A comprehensive reference of locale identifiers that combine language and region codes with their associated formatting conventions for dates, numbers, and currencies. Whether you are building a formatting engine, configuring i18n libraries, or validating user locale preferences, this dataset has every locale you need.
Pro tip: Import this dataset into your application to auto-detect the correct date and number format based on user locale — no more hardcoding format strings for each region.
Select which columns to include in your download.
About the Locale Codes Dataset
This dataset maps locale identifiers to their associated regional formatting conventions. Each entry includes the locale code (following the BCP 47 / POSIX convention of language-region, such as en-US or fr-FR), the language name, the region or country name, the standard date format pattern, the number formatting convention (decimal and thousands separators), and the default currency code. The list covers locales recognized by major platforms including CLDR, ICU, Java, .NET, and POSIX systems, making it a universal reference for any application that needs to format data according to regional conventions.
Common Use Cases
Locale data is critical for any application that serves an international audience:
- Date formatting: Look up the correct date pattern for any locale to render dates in the format users expect, whether it is MM/DD/YYYY for the United States, DD/MM/YYYY for Europe, or YYYY-MM-DD for East Asia.
- Number formatting: Apply the correct decimal separator and thousands grouping character based on locale. Users in Germany expect 1.234,56 while users in the United States expect 1,234.56 for the same number.
- Currency display: Pair the locale with its default currency code to format monetary values correctly, including symbol placement, spacing, and decimal precision.
- Form validation: Use locale-specific format patterns to validate user input for dates, phone numbers, and numeric fields without rejecting valid regional formats.
Locale Code Structure
A locale code typically combines a language code with a region code, separated by a hyphen or underscore. The language portion follows ISO 639-1 (two-letter codes like en, fr, de) while the region portion follows ISO 3166-1 alpha-2 (two-letter country codes like US, FR, DE). Some locales include additional subtags for script (such as zh-Hans for Simplified Chinese versus zh-Hant for Traditional Chinese) or variant (such as ca-ES-valencia for Valencian Catalan). This dataset normalizes locale codes to the most commonly used format across web and software platforms, ensuring compatibility with JavaScript's Intl API, PHP's locale functions, and database collation settings.

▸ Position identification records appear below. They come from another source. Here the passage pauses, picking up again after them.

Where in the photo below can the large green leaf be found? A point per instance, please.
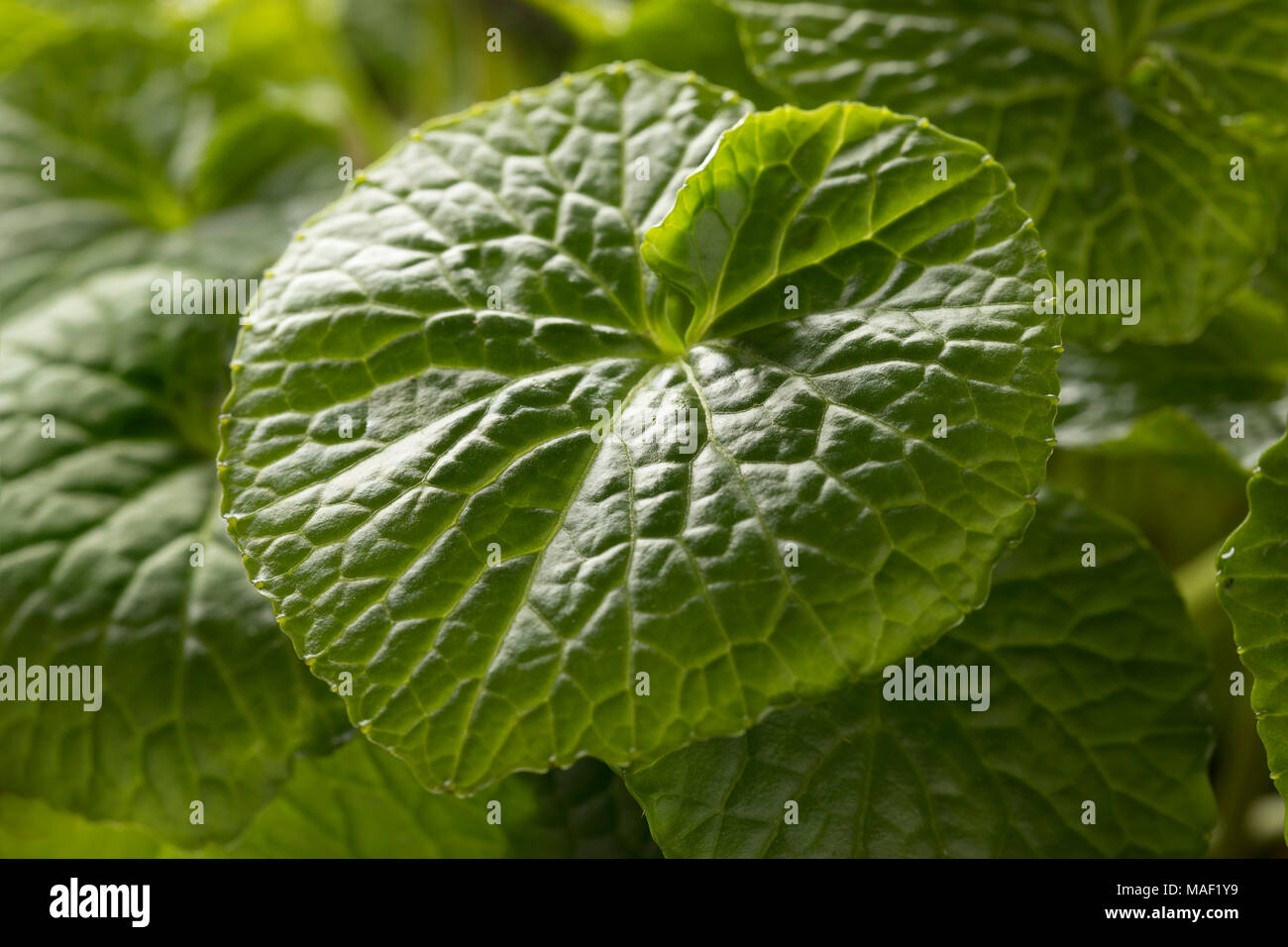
(362, 802)
(1252, 583)
(1096, 680)
(1124, 155)
(107, 414)
(492, 571)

How to Use in Your Application
Download the JSON format to build a locale configuration service that returns the correct formatting rules for any user preference. The structured data maps directly to configuration objects used by libraries like Moment.js, date-fns, and Intl.NumberFormat. For server-side applications, the SQL export creates a lookup table you can query to format values before rendering templates. The CSV format is ideal for importing into spreadsheets for translation planning or for auditing which locales your application currently supports versus which ones are missing.
Handling Locale Fallback
Applications should implement a locale fallback strategy for cases where the user's preferred locale is not fully supported. A common approach is to strip the region subtag and fall back to the base language locale. For example, if your application does not have specific formatting rules for en-AU (English, Australia), it can fall back to en-GB (English, United Kingdom) as the closest match, or ultimately to en (English) as the base. This dataset provides the building blocks for constructing such fallback chains by grouping locales under their parent language code, allowing developers to build graceful degradation into their formatting logic.